Park Bo-young goes back to teen years
But instead of taking on a troublesome teen who gets pregnant, she is a fragile student placed at an all-girl’s boarding school in a resort area during the Japanese colonial rule of Korea in 1938.
In a recent interview with the Ilgan Sports, an affiliate of the Korea JoongAng Daily, the 25-year-old actress with 10 years’ experience says she doesn’t mind playing a student in movies if that’s what she can do best.
Q. Why did you choose to do this movie?
A. The fact that the movie set out to depict what happened in the 1930s seemed very special. Also, the lead character, Ju-rin, seemed to have a large spectrum of emotions, so as an actress I really wanted to play her. It was interesting that the character was passive in the beginning due to her weak constitution but became more active toward the end.
Did you like the uniforms and accessories you wore in the movie?
The director really deliberated on the uniform. Much time was invested in choosing the shape of the ribbon, the color, material and shoes.
What was it like to do action scenes using a wire?
There were so many things I needed to prepare. First of all, the most difficult thing was to have the right posture. It was more about making it look real rather than making it look cool.
There was a scene where I had to grab a neck of a Japanese soldier and pick him up. I had to think hard and practice where I needed to put extra pressure on my fingers to make it look like I was really picking him up. I also did an underwater scene for the first time, and I didn’t know it was that much harder to keep your eyes open in the water.
What was it like to shoot with many that are less experienced, rather than senior actors?
I’m in no place to give out advice, but since there were many who didn’t have any on-set filming experience, I was able to share some of the technical things that I learned before. They were watching me act and that really made me feel like I was acting live for the audience. It also made me feel that I needed to do better.
Don’t you want to play other characters rather than young girls?

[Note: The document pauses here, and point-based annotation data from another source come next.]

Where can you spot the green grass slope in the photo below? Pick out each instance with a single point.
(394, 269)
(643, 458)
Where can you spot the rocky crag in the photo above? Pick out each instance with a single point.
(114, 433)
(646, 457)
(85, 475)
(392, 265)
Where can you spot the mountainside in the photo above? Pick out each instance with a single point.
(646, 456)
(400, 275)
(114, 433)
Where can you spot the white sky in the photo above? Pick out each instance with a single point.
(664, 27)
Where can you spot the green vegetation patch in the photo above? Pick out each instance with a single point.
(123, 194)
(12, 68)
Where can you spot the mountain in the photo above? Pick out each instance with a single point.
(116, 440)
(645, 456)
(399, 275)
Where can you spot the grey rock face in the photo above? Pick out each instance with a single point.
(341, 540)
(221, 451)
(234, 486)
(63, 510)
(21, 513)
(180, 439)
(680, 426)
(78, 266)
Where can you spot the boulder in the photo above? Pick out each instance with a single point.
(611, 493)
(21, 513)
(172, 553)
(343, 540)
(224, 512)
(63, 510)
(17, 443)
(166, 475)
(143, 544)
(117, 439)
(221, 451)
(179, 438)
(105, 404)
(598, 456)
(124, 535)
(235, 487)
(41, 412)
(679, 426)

I felt that way before, but not anymore. I was asked that particular question so many times that I automatically started to debate whether I needed to get out of this young girl image sooner.
But after putting some more time into thinking about it, such a worry doesn’t make me act better at all. I think if I focus on the roles I can do well right now, I should be able to make the transition naturally and do adult roles smoothly.